Research in regard to newly graduated nurses (NGN) and their transition into mental health care seems limited and faced with serious problems in recruiting and retaining nurses (Tingleff and Gildberg 2014). Therefore, these projects focuses on generating such knowledge in order to serve as a foundation for further development of recruitment and retainment strategies.
Ellen B. Tingleff: ebti[a]ucl.dk
Frederik A. Gildberg: fgildberg[a]health.sdu.dk
Center for Psychiatric Nursing and Health Research (CPS), Institute of Regional Health Research, Faculty of Health Science, University of Southern Denmark, Odense, Denmark
Sørensen, T., Tingleff, EB., Gildberg, FA. 2018. Feeling safe and taking on responsibilities: Newly graduated nurses’ perceptions and evaluations of their transition into a forensic mental health inpatient setting. Journal of Forensic Nursing. 10.1097/JFN.0000000000000190 Article, peer review. Status: Published.
Forensic mental health care is faced with serious problems in the recruitment and retention of newly graduated nurses (NGNs). Research intoNGNs’ experiences of their transition to and evaluations of transition programs in forensic care is sparse, and more studies are called for. This study aimed to investigate the characteristics of NGNs’ experiences and perceptions of their transition into a forensic setting and their evaluations of the introduction period. Three focus group interviews were carried out, involving 13 NGNs, lasting 79.68 minutes on average. They were analyzed using thematic analysis. Results show twomain themes: “feeling safe” and “taking on responsibilities.” If NGNs felt overburdened with clinical responsibilities during their transition, their feeling of safety reduced. The converse also applied; theThe safer they felt, the greater clinical responsibility they felt capable of handling. The more difficult the NGNs perceived the informal transition, the more unsafe they felt, and the more negatively they perceived the responsibilities placed upon them. Tailored programs designed to support both the informal and formal transitions are recommended, along with preceptorship, theoretical training, and role-based support, such as a shift manager, along with early introduction to conflict management and security measures.
Tingleff, E. B., Dalsgaard, K., Lunding, D. & Gildberg, F. A. 2015 ”Merged into culture”: The experiences of being newly employed nursing staff in adult psychiatry. Vol. 29. No. 3 pp. 11-26 .Klinisk Sygepleje. Research: Article, peer reviewed. Status: Published.
Background: Newly qualified nurses experience a stressful transition into mental health nursing, but research shows that transition programs meet many of the challenges. Research on transition into mental health nursing that includes experienced nurses and health care assistants seems sparse.
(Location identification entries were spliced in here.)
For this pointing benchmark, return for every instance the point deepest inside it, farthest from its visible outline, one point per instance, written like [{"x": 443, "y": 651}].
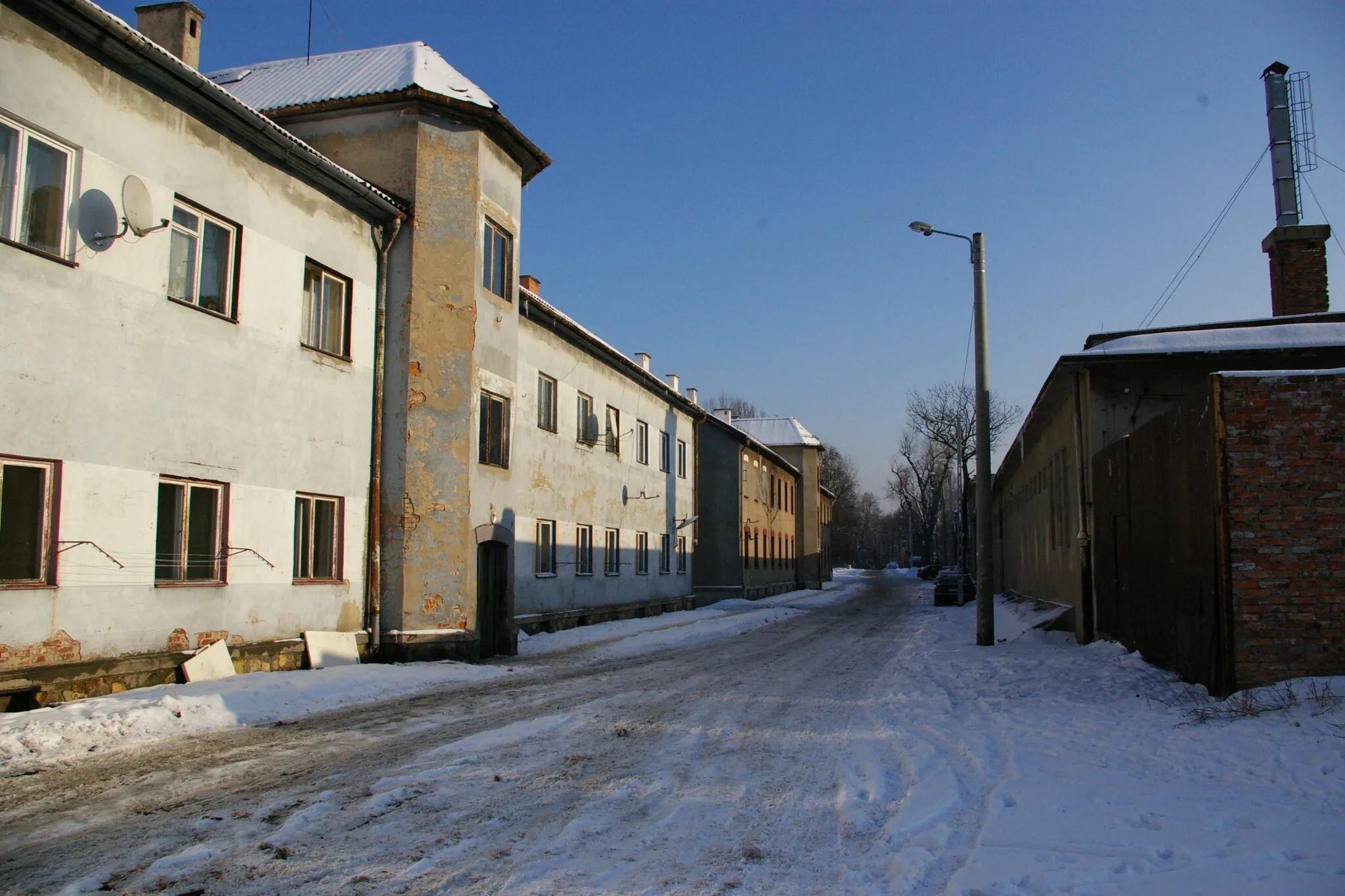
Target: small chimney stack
[{"x": 175, "y": 27}]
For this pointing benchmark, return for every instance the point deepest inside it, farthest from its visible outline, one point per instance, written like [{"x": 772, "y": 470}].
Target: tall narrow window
[
  {"x": 498, "y": 264},
  {"x": 544, "y": 558},
  {"x": 188, "y": 539},
  {"x": 34, "y": 186},
  {"x": 642, "y": 442},
  {"x": 546, "y": 414},
  {"x": 326, "y": 310},
  {"x": 612, "y": 553},
  {"x": 494, "y": 430},
  {"x": 201, "y": 259},
  {"x": 585, "y": 429},
  {"x": 613, "y": 430},
  {"x": 584, "y": 550},
  {"x": 318, "y": 527},
  {"x": 27, "y": 522}
]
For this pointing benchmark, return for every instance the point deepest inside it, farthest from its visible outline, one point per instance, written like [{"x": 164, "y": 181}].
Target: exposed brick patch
[
  {"x": 1285, "y": 476},
  {"x": 58, "y": 648}
]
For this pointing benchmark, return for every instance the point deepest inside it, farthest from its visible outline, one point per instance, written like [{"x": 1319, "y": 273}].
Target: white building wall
[
  {"x": 101, "y": 371},
  {"x": 556, "y": 477}
]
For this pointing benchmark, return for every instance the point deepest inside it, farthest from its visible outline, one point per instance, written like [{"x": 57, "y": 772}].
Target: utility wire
[
  {"x": 1313, "y": 192},
  {"x": 1180, "y": 277}
]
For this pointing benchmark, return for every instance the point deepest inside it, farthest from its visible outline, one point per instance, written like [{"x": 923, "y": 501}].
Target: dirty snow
[{"x": 864, "y": 746}]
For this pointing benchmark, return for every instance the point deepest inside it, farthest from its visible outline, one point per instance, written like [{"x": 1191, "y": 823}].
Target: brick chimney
[
  {"x": 1297, "y": 269},
  {"x": 175, "y": 27}
]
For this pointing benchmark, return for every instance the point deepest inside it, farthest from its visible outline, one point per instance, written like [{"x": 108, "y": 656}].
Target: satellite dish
[{"x": 136, "y": 207}]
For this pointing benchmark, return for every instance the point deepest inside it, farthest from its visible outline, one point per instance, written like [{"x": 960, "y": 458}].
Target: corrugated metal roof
[
  {"x": 776, "y": 430},
  {"x": 355, "y": 73}
]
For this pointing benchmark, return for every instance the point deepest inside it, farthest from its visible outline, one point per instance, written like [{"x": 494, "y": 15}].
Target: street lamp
[{"x": 985, "y": 601}]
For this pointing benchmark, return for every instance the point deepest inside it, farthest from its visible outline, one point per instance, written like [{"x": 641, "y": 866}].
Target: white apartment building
[{"x": 186, "y": 402}]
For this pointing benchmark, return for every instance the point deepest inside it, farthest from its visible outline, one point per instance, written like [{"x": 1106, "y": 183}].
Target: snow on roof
[
  {"x": 354, "y": 73},
  {"x": 1238, "y": 339},
  {"x": 776, "y": 430}
]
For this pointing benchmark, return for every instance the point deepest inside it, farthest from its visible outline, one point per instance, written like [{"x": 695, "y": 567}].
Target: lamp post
[{"x": 985, "y": 599}]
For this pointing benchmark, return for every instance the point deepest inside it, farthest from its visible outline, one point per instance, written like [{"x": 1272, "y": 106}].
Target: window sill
[
  {"x": 320, "y": 351},
  {"x": 204, "y": 310},
  {"x": 39, "y": 253}
]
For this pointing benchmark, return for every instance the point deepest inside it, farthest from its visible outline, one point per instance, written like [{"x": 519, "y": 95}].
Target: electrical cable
[{"x": 1180, "y": 277}]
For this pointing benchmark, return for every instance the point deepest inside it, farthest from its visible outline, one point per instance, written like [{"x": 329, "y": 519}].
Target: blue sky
[{"x": 732, "y": 182}]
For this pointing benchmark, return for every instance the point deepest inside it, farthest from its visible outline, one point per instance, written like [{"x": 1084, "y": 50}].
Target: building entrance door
[{"x": 491, "y": 598}]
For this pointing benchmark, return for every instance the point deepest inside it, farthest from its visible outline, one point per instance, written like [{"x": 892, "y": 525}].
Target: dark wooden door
[{"x": 491, "y": 598}]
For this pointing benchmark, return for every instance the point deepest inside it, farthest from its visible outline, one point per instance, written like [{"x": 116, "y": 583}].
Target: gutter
[{"x": 373, "y": 574}]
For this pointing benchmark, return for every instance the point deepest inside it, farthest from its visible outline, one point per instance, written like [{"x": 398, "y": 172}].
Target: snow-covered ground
[{"x": 849, "y": 742}]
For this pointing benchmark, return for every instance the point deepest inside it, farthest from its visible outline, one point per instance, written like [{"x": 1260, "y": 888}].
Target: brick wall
[{"x": 1285, "y": 479}]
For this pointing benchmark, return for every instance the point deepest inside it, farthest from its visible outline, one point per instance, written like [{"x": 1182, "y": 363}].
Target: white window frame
[
  {"x": 50, "y": 516},
  {"x": 544, "y": 563},
  {"x": 16, "y": 206},
  {"x": 231, "y": 270}
]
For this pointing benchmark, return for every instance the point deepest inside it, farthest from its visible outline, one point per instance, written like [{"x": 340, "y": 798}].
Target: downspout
[
  {"x": 373, "y": 575},
  {"x": 1086, "y": 597}
]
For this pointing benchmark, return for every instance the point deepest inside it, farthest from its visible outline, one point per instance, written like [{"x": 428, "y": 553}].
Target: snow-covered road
[{"x": 856, "y": 746}]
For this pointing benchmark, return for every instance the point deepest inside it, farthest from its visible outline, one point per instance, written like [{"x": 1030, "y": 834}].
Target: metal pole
[{"x": 985, "y": 543}]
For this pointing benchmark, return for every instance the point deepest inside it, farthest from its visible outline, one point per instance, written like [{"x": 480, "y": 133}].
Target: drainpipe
[
  {"x": 373, "y": 575},
  {"x": 1086, "y": 603}
]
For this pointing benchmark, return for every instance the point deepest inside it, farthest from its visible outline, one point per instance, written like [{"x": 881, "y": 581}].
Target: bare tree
[
  {"x": 736, "y": 403},
  {"x": 946, "y": 416},
  {"x": 919, "y": 481}
]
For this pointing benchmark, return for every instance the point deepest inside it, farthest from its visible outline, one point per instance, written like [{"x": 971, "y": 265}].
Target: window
[
  {"x": 612, "y": 553},
  {"x": 188, "y": 539},
  {"x": 586, "y": 421},
  {"x": 498, "y": 263},
  {"x": 34, "y": 182},
  {"x": 546, "y": 416},
  {"x": 642, "y": 442},
  {"x": 544, "y": 551},
  {"x": 613, "y": 430},
  {"x": 326, "y": 310},
  {"x": 201, "y": 261},
  {"x": 494, "y": 437},
  {"x": 27, "y": 522},
  {"x": 318, "y": 530},
  {"x": 584, "y": 550}
]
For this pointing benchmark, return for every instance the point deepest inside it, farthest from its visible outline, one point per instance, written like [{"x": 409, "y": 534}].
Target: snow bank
[{"x": 146, "y": 715}]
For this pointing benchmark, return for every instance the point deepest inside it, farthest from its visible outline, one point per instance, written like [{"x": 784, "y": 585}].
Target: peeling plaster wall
[
  {"x": 100, "y": 371},
  {"x": 556, "y": 477}
]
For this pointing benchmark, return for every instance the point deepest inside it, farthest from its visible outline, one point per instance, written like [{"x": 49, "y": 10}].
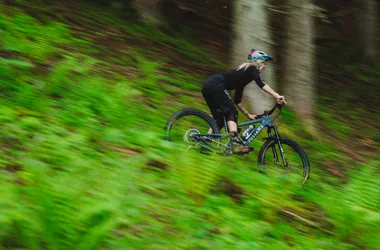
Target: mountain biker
[{"x": 215, "y": 92}]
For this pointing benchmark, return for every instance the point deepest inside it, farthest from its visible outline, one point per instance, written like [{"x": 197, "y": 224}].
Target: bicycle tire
[
  {"x": 189, "y": 112},
  {"x": 272, "y": 142}
]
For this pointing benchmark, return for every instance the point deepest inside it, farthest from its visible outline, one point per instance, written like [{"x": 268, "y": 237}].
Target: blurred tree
[
  {"x": 252, "y": 31},
  {"x": 299, "y": 76},
  {"x": 368, "y": 28},
  {"x": 150, "y": 10}
]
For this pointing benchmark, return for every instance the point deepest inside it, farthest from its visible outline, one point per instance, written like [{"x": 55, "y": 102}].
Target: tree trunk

Aim: To investigate how newly employed nursing staff experience the transition and experience and evaluate the introduction to adult psychiatry. Method: 17 participants were interviewed in 3 focus groups. Data was analyzed using thematic analysis within a symbolic interactionism framework. Results: The newly employed experience themselves working in certain ‘culture’ and undergo a ‘transition’ characterized by four themes; ’Formal introduction’, ’Informal introduction’, ’The role’ and ’Working environment’. Conclusion: The newly employed experiences of ‘culture’ are very essential for their experiences of the transition and experiences and evaluations of the introduction. Structured, research-based transition programs are necessary in order for newly employed to achieve a healthy transition into mental health nursing.
Tingleff, EB. Gildberg, FA. 2014. New graduate nurses in transition: A review of transition programs and transition experiences within mental health care. International Journal of Mental Health Nursing – Research: Article, peer reviewed. Status: Published
Research on experiences of transition into mental health-care roles seems sparse, but it is vital in order to produce a comprehensive understanding of the transition into mental health-care roles and to serve as a foundation for future research and development. The aim of the present study was to review existing research literature, and in doing so, investigate transition programmes for new graduate nurses (NGN) into mental health care, and their experiences of role transition and evaluations of participation in transition programmes. The literature review spans literature published after the year 2000. The literature search was conducted using the following databases: CINAHL, Psychology and Behavioral Sciences Collection, PsycINFO, and Pubmed. Search results consisting of 14 articles were analysed using thematic analysis. Results from the analysis showed four overall themes: nursing education, transition programmes and evaluations, working environment, and the NGN role. We conclude that it is not possible to produce a comprehensive understanding specifically concerning the transition programmes for NGN into mental health care, and that further research is necessary due to the limitations of this review.